DataLoader for a NLP problem

tony_ferg · November 4, 2018, 4:27pm

Hello, I’m trying to implement DataLoader for batch processing in a CNN LSTM NLP model.

This is my first time using Pytorch so I’m feeling quite lost and will appreciate some direction.

Suppose my training loop looks like this:

 for epoch in range(n_epochs):
         epoch_loss = 0.0
         interval_loss = 0.0

         for iter, train_data in enumerate(train_loader):
             words, labels, chars, word_lengths = train.encode(train_data, cuda=cuda)
             optimizer.zero_grad()
             preds = model(words, chars, word_lengths)
             loss = F.cross_entropy(preds, labels)
             loss.backward()
             optimizer.step()
 
             epoch_loss += loss.item()
             interval_loss += loss.item()

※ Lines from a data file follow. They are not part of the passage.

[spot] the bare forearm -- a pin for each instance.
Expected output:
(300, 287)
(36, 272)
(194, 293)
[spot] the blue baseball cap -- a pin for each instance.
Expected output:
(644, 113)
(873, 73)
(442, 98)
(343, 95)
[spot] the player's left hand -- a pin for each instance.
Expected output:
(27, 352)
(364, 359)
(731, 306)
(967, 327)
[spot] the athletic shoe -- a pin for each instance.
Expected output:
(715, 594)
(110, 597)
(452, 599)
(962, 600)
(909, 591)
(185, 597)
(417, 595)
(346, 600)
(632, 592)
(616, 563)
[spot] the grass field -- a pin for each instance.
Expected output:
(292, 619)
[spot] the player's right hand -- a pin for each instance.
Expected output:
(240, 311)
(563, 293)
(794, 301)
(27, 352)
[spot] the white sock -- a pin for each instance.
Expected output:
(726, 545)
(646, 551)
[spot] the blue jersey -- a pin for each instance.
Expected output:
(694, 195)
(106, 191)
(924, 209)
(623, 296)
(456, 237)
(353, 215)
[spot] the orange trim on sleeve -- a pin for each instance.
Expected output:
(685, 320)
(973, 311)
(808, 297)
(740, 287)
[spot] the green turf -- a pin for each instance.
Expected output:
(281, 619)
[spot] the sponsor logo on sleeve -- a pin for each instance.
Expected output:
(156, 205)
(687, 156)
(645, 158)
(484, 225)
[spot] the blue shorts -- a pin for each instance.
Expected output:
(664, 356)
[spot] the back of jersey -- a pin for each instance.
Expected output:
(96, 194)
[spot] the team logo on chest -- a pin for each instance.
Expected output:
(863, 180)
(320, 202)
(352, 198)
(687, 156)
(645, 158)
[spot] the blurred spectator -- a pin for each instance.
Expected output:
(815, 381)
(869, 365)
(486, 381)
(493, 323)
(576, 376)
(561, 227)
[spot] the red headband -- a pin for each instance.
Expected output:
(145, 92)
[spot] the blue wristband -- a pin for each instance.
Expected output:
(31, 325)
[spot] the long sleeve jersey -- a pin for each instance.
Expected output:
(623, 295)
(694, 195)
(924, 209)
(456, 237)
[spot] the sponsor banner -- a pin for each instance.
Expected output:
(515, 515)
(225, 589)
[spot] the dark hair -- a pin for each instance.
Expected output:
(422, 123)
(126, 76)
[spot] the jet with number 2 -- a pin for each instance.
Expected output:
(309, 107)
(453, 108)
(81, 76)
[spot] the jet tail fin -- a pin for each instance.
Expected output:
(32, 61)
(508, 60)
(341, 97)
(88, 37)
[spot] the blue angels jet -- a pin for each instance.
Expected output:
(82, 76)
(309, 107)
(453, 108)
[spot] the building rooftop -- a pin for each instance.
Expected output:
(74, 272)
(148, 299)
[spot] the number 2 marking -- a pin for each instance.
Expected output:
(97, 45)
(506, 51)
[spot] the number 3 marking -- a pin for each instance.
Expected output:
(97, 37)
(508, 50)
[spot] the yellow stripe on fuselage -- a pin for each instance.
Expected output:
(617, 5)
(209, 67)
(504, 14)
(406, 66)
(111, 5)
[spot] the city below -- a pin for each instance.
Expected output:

Originally the train.encode function looks like this (in which it takes in only a sentence at one time):

    def encode(self, i, cuda=True):
        # encode the sentence at index i
        sentence = self.corpus_original[i]
        sentence_lowered = self.corpus_lowered[i]
        sentence_tags = self.tags[i]

        words = torch.zeros(len(sentence), dtype=torch.long)
        labels = torch.zeros(len(sentence), dtype=torch.long)
        chars = torch.zeros(len(sentence), self.max_word_len,
                            dtype=torch.long)
        word_lengths = np.zeros(len(sentence), dtype=int) # change to tensor if needed

        # Workonthis - can add in the non-lowered words for traning for RNN. Hence it will be
        # words_lowered and words_original
        for j in range(len(sentence)):
            labels[j] = self.tag2idx[sentence_tags[j]]
            words[j] = self.word2idx[sentence_lowered[j]]
            word_lengths[j] = len(sentence[j])
            for k, c in enumerate(sentence[j]): # for each character
                chars[j,k] = self.char2idx[c]

        if cuda:
            words = words.cuda()
            labels = labels.cuda()
            chars = chars.cuda()

        return words, labels, chars, word_lengths

My purpose now is to take in many sentences at once, for example, 32 sentences. My question is will the DataLoader output a tensor of 32 layers, where each layer represents a sentence? If so, how should I write the encode function so that I am utilising multi-core?

I apologise if my questions are very amateurish, I’ve tried my best to read other implementation and the documentation but I’m still feeling hopelessly lost.